Most of the money that pays for faculty comes from the state-aided budget.
“When we look at just the state-aided funds, that support for faculty and administration has remained very constant,” Barnes said. “With the other funds … that’s where it might look a little bit odd in comparison to growth in the spending on faculty salaries.”
NU’s faculty spending from just the state-aided budget did double in 25 years. But at the same time, administrative and professional spending in that same state-aided budget skyrocketed by 158%.
There’s nothing stopping universities from rerouting surplus money from things like housing and athletics into academics, but it’s rarely a meaningful amount, Kelchen said. And it wouldn’t be a reliable flow of money year to year, meaning the university would still need to address its structural deficit, Barnes said.

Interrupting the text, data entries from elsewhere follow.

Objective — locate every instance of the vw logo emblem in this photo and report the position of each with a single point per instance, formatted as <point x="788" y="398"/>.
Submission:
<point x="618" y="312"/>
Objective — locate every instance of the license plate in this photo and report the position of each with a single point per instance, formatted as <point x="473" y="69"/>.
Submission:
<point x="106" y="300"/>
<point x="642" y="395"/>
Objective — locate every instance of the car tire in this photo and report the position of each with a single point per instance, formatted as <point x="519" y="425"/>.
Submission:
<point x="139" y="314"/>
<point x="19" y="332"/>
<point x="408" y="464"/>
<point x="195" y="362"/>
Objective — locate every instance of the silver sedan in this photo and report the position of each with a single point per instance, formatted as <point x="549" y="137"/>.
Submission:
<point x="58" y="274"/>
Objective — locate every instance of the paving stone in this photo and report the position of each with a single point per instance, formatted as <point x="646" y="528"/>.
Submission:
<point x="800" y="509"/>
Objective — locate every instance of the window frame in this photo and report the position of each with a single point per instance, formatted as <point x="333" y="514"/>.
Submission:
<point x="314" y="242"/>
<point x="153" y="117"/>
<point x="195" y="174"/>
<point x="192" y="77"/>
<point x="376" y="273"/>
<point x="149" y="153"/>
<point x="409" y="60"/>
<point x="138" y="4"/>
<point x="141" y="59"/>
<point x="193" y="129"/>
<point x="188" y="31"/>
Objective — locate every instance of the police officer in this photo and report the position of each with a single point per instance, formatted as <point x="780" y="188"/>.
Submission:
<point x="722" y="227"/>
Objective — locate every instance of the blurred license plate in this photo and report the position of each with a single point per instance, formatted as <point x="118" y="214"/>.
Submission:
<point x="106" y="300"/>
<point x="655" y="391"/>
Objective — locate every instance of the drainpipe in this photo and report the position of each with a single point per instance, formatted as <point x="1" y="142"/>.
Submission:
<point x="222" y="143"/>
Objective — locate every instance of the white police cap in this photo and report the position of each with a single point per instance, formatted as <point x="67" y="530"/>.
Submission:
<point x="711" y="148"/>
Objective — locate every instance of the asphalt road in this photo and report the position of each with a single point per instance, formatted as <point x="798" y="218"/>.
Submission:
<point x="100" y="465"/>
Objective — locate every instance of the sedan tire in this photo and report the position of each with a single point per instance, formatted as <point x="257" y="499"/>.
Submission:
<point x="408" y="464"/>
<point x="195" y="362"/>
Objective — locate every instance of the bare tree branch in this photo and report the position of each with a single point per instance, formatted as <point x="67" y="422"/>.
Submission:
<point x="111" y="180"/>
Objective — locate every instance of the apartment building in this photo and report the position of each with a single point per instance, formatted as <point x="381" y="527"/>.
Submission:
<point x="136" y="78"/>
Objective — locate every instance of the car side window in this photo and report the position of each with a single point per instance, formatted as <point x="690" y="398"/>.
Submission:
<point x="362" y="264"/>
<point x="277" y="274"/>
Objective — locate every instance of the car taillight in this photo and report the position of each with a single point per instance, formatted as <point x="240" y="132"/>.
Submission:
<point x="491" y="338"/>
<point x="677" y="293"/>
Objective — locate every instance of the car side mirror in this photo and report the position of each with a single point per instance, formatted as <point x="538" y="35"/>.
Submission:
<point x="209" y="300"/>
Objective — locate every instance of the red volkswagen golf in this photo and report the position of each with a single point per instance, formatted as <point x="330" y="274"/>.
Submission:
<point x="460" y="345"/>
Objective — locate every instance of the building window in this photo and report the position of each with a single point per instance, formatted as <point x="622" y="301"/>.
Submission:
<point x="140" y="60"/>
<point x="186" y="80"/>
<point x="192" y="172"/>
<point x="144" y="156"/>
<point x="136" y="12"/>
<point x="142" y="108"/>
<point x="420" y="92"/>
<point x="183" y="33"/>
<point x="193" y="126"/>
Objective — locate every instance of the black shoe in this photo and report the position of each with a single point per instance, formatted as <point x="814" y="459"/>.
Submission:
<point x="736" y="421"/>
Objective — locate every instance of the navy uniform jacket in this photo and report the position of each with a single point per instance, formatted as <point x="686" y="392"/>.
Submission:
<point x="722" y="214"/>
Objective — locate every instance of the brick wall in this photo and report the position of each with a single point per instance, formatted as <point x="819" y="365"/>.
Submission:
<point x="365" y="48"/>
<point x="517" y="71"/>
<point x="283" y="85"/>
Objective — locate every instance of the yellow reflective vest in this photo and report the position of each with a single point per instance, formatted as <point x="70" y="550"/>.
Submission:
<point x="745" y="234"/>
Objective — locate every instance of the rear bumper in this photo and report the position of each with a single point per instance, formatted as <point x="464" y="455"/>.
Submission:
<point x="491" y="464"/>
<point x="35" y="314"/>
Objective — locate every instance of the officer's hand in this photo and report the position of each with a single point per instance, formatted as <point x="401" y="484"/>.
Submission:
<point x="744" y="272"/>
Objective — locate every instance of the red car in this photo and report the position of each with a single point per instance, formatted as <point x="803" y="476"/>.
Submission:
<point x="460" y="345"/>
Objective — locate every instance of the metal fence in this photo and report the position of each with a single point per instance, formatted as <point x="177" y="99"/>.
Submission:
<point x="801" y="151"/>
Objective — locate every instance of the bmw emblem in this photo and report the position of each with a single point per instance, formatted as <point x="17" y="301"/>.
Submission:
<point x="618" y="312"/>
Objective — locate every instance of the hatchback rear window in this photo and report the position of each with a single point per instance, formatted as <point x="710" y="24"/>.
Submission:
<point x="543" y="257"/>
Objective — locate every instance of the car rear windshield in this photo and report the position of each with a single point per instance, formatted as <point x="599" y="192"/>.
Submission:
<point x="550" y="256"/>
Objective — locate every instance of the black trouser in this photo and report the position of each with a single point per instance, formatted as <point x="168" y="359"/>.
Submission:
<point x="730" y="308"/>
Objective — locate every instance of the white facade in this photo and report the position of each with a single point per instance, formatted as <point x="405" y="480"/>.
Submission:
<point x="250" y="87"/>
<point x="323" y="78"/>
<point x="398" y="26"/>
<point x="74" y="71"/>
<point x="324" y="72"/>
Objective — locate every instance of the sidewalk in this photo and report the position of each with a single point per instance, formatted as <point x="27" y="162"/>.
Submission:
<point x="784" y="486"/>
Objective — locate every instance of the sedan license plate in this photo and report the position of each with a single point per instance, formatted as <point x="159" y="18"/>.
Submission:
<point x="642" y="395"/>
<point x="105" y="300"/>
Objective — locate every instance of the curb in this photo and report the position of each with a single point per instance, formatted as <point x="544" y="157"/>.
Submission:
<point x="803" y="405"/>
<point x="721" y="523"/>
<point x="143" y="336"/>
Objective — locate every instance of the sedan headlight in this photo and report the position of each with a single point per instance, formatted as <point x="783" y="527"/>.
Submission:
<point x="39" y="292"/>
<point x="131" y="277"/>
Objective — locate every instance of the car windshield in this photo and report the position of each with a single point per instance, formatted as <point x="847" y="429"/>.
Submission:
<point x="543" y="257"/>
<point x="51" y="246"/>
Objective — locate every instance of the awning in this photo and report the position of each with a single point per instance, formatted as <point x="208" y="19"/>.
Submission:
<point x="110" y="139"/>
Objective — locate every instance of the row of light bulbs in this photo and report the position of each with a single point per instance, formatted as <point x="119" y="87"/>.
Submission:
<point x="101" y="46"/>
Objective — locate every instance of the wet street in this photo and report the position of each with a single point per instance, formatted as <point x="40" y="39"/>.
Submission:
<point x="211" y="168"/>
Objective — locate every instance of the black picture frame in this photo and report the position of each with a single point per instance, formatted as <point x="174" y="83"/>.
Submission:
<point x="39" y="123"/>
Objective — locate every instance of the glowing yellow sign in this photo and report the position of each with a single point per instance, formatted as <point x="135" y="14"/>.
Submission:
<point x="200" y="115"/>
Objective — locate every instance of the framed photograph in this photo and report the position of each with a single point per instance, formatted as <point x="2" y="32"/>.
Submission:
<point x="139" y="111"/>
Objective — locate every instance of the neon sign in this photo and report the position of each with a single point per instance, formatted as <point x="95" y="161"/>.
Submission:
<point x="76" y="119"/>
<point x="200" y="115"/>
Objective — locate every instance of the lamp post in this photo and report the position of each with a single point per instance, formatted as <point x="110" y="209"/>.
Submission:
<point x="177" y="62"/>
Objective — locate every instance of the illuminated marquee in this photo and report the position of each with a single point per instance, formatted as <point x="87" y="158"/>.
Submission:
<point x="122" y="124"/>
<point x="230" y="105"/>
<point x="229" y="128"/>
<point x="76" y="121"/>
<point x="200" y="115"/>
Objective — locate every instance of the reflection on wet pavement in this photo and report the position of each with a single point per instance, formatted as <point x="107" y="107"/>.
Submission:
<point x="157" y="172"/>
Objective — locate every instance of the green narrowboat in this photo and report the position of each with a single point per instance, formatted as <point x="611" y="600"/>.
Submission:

Cuts to administrative and managerial jobs would mean cutting into the revenue those jobs bring in, Barnes said. And cutting to a point of inefficiency would make it hard to do things like process the research contracts and federal grants that have become a large chunk of university revenue, Gold said.
“I’m not saying we’re there, but we’re getting precariously close to being there,” Gold said. “We get asked all the time, ‘Why can’t you just cut more?’ Well, if we can’t process these requests, that will hurt us even more.”